Where there are concerns that a child is at risk of, or has already undergone Female Genital Mutilation, this will normally be dealt with as a child protection referral under Section 47 of the Children Act (1989).
The police and relevant health and legal professionals should be involved. The police will also have to consider whether any criminal offence has taken place.
If the family’s first language is not English it can be helpful to use a female interpreter who is not a family relation when carrying out interviews with the family.
Even though a child has been identified as at risk of significant harm, it may not be helpful to consider removing the child from an otherwise loving family environment. The main aim is to prevent the child undergoing any form of female genital mutilation, rather than removal from the family. If it is not possible to reach an agreement with the parents, the priority is then to protect the child using the minimum of legal action needed to keep the child safe.

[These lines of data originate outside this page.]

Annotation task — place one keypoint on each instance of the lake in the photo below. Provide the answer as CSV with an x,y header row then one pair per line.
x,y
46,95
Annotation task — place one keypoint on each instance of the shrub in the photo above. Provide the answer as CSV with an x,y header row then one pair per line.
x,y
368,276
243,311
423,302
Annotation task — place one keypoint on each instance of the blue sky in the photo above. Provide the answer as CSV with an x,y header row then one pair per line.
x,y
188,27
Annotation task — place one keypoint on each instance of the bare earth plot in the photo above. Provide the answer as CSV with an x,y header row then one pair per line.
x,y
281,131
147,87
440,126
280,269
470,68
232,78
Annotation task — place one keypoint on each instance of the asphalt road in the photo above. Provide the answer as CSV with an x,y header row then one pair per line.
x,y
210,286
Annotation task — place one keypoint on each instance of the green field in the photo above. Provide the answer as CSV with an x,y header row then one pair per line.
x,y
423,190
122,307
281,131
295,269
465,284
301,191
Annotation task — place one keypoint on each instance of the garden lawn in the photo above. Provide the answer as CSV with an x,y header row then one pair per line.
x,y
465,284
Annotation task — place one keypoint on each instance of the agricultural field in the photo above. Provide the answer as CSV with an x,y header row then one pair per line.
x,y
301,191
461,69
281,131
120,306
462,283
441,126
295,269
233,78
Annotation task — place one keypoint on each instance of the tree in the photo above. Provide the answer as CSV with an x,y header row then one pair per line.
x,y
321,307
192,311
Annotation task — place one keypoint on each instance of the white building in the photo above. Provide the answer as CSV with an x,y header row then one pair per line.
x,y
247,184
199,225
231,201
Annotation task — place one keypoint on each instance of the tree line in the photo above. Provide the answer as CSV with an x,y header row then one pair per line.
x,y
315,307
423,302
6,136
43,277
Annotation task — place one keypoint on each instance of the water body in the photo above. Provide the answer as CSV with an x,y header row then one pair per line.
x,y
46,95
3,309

But if the child is in immediate danger of mutilation, or is about to be sent out of the country for that purpose, and her parents are determined to go ahead, the next step is to seek a Prohibited Steps Order, with or without a Supervision Order or in extreme circumstances, an Emergency Protection Order.
If a child has already undergone female genital mutilation
The circumstances and the implications for the child will need to be assessed. Again this will normally involve the police and other professionals. The police will also have to consider whether any criminal offence has taken place.
It would be helpful, with the child and parent’s consent, to carry out a medical examination of the child.
There may be a risk to other female children in the family and this will need to be assessed as well.
A child protection conference may be needed if there are unresolved child protection issues, once the initial investigation and assessment have been completed.
If a woman has undergone female genital mutilation
Sometimes a woman who has already undergone female genital mutilation will come to professional attention. Talking about the experience with her will provide an opportunity to assess her needs and the implications for any female children she may have, or any younger siblings or extended family who might be at risk of female genital mutilation.
Female genital mutilation is an illegal, painful and unnecessary procedure that brings with it many health risks and long term consequences for the child. It continues to be practiced within a number of communities and will require a multi faceted approach to deal with it which includes understanding, education and sensitive practice.